The Farmworker Association of Florida has a multi-faceted program to educate, inform and empower farmworkers about health and pesticide safety; to assess work sites for violations of worker safety regulations; to train health care providers in pesticide exposure diagnosis and treatment in farmworker communities; to advocate for greater protections for farmworkers; and to promote sustainable agricultural practices. According to the EPA, agriculture accounts for 76% of conventional pesticides – approximately 944 million pounds – used annually in the United States. The extensive use of pesticides for food production puts farmworkers, who plant, harvest, sort and pack the food the nation eats, at high risk for pesticide exposure, acute poisoning, and associated adverse health effects. Pesticide health and safety of farmworkers is a major program area for FWAF.
Pesticide Health and Safety Trainings for farmworkers. FWAF uses an EPA-certified, one and a half-hour popular education method, developed by the Farmworker Health and Safety Institute, pesticide training to teach workers about the dangers of pesticides, the short and long-term symptoms of exposure, actions they can take to protect themselves and their families, and, most importantly, their rights as workers, including their Right-to-Know. Each year, FWAF staff and community leaders conduct the training with over 500 workers in the state, during which they play games and do an evaluation and survey to ensure that workers have understood and retain the material they have learned. Staff have the capacity to conduct the trainings in English, Spanish and Creole.

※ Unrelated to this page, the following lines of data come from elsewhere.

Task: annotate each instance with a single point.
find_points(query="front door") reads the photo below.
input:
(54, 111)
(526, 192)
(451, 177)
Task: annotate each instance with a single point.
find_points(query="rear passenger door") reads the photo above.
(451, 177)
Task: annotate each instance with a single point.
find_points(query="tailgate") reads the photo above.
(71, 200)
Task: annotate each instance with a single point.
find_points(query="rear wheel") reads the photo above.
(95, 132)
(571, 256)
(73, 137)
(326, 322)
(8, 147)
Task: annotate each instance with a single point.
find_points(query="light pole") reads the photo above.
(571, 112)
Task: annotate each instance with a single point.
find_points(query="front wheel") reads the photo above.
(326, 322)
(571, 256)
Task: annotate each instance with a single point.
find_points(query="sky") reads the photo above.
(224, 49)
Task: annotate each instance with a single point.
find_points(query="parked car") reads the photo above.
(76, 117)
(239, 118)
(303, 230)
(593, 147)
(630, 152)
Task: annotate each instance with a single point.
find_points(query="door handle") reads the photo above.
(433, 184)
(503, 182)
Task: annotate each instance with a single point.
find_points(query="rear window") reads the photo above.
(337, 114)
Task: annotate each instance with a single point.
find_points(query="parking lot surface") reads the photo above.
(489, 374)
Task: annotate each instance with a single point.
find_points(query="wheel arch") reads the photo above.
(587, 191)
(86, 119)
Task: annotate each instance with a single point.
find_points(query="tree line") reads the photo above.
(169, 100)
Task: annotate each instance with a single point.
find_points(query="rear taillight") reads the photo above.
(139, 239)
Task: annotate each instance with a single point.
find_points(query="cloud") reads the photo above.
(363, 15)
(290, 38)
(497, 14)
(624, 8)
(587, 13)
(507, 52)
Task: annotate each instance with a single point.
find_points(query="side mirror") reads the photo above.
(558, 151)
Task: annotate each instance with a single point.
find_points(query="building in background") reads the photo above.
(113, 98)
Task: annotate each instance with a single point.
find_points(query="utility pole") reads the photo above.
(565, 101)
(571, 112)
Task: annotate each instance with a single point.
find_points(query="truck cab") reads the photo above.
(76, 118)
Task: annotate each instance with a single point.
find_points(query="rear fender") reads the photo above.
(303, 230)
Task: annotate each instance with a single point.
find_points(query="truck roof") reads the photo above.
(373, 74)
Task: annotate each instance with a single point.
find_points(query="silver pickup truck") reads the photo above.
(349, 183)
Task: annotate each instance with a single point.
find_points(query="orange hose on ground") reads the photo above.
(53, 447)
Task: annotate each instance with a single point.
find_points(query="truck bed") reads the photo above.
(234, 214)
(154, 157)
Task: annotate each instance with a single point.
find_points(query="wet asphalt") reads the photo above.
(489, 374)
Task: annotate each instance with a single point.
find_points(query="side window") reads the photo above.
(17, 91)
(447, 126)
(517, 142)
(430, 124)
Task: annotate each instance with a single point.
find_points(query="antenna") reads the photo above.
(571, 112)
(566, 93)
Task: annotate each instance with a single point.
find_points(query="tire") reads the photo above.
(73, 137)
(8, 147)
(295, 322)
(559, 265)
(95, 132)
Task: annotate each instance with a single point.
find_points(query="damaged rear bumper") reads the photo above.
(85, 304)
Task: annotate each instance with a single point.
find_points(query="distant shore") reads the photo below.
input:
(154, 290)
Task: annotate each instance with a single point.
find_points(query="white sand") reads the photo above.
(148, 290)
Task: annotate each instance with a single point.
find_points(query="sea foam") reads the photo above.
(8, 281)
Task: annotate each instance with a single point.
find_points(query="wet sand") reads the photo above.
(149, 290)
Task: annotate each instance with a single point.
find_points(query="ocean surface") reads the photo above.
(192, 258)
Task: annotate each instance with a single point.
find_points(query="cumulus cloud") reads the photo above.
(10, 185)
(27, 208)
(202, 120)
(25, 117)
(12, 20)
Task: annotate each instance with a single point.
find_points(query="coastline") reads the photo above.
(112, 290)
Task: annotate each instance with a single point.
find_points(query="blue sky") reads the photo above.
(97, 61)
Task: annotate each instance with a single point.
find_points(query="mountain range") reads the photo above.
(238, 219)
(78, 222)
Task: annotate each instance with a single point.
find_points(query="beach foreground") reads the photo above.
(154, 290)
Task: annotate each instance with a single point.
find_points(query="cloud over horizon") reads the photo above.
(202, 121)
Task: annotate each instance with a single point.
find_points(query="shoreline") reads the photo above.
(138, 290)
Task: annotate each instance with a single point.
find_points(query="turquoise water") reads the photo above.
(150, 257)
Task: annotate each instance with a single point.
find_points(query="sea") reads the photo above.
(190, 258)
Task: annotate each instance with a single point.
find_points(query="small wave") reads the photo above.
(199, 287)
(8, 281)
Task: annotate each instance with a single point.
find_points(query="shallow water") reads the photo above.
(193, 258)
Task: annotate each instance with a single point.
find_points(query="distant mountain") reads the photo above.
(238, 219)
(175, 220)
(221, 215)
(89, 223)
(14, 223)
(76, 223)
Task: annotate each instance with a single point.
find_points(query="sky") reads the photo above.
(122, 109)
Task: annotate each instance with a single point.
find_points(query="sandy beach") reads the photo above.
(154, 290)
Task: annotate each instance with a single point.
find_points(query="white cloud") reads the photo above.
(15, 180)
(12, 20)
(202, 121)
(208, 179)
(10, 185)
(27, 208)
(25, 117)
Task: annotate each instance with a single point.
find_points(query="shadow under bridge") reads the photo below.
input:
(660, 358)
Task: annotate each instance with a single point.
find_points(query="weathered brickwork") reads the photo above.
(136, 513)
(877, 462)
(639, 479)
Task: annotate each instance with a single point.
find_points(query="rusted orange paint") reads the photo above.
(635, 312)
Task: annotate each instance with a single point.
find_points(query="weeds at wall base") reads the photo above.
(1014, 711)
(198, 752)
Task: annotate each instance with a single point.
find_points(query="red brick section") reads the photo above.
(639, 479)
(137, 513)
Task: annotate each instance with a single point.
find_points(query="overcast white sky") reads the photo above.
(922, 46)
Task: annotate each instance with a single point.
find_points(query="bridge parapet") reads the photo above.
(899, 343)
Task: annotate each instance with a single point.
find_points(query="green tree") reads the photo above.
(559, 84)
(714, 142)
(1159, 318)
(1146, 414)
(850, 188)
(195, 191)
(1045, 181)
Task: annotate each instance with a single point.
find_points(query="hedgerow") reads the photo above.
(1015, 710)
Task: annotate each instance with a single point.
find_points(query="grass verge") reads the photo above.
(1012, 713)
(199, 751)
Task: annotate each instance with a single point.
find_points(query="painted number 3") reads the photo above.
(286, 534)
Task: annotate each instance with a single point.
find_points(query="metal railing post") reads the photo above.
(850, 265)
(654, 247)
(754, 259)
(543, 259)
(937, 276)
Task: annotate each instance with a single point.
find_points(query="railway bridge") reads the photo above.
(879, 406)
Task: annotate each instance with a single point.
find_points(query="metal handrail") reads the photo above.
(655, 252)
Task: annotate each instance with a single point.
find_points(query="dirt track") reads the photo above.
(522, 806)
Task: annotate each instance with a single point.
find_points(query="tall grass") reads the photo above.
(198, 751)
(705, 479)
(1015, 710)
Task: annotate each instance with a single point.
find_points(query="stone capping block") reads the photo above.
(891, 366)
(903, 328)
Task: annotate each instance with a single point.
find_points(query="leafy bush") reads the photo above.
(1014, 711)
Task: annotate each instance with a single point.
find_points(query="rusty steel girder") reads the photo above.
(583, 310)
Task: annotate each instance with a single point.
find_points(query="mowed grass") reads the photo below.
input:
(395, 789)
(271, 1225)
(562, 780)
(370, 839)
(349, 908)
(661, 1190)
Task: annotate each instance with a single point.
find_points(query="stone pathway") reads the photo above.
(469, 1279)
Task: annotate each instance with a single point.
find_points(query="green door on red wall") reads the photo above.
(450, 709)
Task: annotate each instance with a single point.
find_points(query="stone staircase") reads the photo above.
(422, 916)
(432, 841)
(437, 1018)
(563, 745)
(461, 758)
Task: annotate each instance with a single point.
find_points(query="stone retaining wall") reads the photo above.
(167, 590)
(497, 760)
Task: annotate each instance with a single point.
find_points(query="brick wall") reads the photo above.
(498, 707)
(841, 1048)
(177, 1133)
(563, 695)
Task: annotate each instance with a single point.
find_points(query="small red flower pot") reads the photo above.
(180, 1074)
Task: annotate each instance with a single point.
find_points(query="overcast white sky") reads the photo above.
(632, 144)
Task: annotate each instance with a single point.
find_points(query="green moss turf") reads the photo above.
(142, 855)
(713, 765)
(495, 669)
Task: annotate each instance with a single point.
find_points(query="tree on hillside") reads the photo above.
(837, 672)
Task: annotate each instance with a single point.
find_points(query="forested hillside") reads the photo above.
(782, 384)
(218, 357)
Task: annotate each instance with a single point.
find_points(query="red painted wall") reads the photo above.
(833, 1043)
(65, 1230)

Diagnóstics. Agricultural work is very demanding and labor intensive. Conditions in the field and risk to workers’ health are exacerbated when the minimal protections that are afforded workers are violated. FWAF conducts workplace surveys, or “diagnósticos,” to identify cases in which worksites are not complying with the Worker Protection Standards and Field Sanitation Laws that protect workers health and safety. These surveys are then filed as complaints with the appropriate state agency for follow-up inspections and action.
Health Care Provider Training. A one and a half-hour training that was developed by the Farmworker Health and Safety Institute, in conjunction with FWAF, is an essential tool FWAF uses to train staff in clinics and medical centers that treat farmworkers in how to detect, diagnose, treat and report pesticide-related illnesses among farmworkers. The training includes a power point presentation, a training manual, and the EPA manual on the Recognition and Management of Pesticide Poisonings.
Advocacy. FWAF’s advocacy efforts have included personal farmworker testimony and written public comments to EPA on soil fumigants; opposition to EPA’s approval of methyl iodide for agricultural use; support for bi-lingual pesticide labels; a demand to ban the organophosphate pesticide chlorpyrifos for use in agriculture; support for the improvement of the Worker Protection Standards whose purpose is to protect the health and safety of farmworkers; and collaborative work with other organizations on farmworker-friendly provisions to be included in the Farm Bill being debated in Congress. Past successes include the passage of the Alfredo Bahena Act in 2005, which renewed the Florida farmworker Right-to-Know law (which was a FWAF victory in 1992) that gives workers the right to information about the pesticides being used in the workplace.